Амадей вытащил еще один платок.
– Соболезнуем вам, – сказал Бурлен.
– Ночью их разбудил крик моей матери. Он лежал на ней и уже засунул руки под… короче, уже засунул руки. У матери хватило сил отпихнуть его, и он упал задом прямо в костер. Ну, это как раз меня не удивляет, – усмехнулся Амадей. – Он вскочил и стал хлопать себя по заднице, чтобы потушить огонь. Он был смешон, понимаете, и унижен. Мало того, мать засмеялась, обзывая его на все лады, скотиной и мудаком, – у нее со словарным запасом было все в порядке. Но лучше б она промолчала, бедняжка. Потому что этот гад разъярился, набросился на нее и заколол одним ударом ножа в сердце. И ее тоже скинул под лед. Освещая себе дорогу горящей деревяшкой. А отец даже не шелохнулся. Как, впрочем, и никто другой.
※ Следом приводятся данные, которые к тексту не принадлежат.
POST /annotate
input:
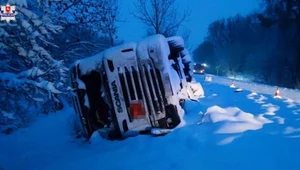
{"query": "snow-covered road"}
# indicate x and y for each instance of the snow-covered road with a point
(240, 130)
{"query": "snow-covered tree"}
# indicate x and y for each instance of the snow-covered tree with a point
(89, 27)
(27, 66)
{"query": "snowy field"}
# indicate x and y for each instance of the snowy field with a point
(244, 130)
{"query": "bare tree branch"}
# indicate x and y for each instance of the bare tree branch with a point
(162, 16)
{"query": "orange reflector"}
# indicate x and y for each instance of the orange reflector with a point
(137, 110)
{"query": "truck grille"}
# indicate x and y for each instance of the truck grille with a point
(143, 83)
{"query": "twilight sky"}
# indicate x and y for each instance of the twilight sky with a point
(203, 12)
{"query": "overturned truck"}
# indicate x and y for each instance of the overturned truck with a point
(132, 88)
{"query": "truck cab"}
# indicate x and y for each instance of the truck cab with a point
(129, 89)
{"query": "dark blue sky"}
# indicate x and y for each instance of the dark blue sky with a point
(203, 12)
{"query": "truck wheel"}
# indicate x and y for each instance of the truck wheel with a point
(172, 116)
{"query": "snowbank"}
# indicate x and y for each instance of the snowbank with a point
(234, 120)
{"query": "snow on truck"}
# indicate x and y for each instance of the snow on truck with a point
(133, 88)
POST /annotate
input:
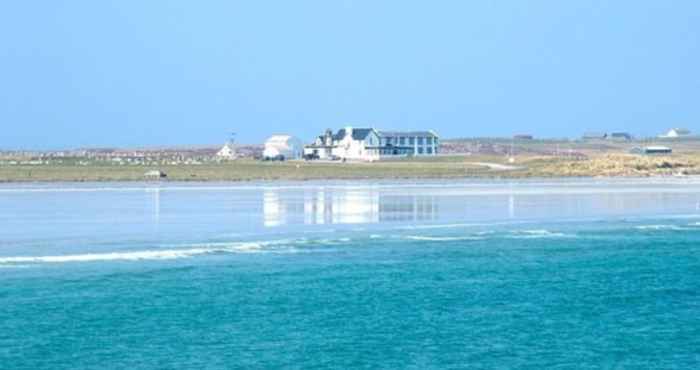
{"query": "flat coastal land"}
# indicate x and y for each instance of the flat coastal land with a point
(447, 167)
(465, 158)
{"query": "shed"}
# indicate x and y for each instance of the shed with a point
(283, 147)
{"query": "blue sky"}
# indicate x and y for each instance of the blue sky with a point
(140, 73)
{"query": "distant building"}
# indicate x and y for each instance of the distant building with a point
(595, 136)
(651, 150)
(408, 143)
(155, 175)
(347, 143)
(283, 147)
(676, 133)
(227, 152)
(620, 136)
(368, 144)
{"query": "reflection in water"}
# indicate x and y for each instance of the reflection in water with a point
(349, 206)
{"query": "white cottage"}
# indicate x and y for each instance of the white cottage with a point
(676, 133)
(368, 144)
(227, 152)
(348, 143)
(283, 147)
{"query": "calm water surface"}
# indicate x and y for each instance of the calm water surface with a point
(533, 274)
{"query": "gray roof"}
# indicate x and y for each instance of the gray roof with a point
(357, 133)
(407, 133)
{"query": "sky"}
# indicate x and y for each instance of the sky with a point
(178, 72)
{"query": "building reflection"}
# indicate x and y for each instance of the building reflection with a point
(344, 206)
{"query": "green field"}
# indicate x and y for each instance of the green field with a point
(445, 167)
(244, 170)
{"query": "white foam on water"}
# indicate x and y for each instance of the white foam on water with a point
(662, 227)
(537, 234)
(442, 238)
(154, 254)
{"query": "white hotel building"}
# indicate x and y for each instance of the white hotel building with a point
(368, 144)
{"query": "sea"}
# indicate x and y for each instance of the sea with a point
(441, 274)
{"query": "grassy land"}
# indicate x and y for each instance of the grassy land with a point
(436, 167)
(243, 170)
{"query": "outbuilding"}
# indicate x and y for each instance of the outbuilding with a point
(283, 147)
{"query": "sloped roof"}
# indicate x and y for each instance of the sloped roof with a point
(357, 133)
(407, 133)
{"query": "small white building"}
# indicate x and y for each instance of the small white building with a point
(348, 143)
(283, 147)
(675, 133)
(368, 144)
(227, 152)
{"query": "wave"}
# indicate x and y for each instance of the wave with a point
(662, 227)
(442, 238)
(537, 234)
(153, 254)
(280, 246)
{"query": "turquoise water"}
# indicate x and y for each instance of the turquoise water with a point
(577, 274)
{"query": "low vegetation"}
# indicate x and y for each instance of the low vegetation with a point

Молодой человек взял из коробки еще два платка. Возле его гуттаперчевых рук их образовалась уже целая кучка.
– Почему они не убили его? – продолжал Амадей. – Их было десять человек! Десять против одного! “Авторитет”, ответила мне на это Алиса Готье, у него был “авторитет”. А главное, только он еще и мог бродить по острову в поисках жрачки. На случай если туда занесет какую-нибудь гагарку или чистика. Так что они молчали в тряпочку и безучастно, в полном изнеможении ждали, когда он вернется. Как-то вечером он притащил им тюленя, перебив ему хребет палкой. Он был весь в крови, и от него воняло рыбой. Вот тут отец и док встали, чтобы помочь ему донести добычу и разделать ее. Он приказал им бросить в костер камни, чтобы зажарить на них эту тушу.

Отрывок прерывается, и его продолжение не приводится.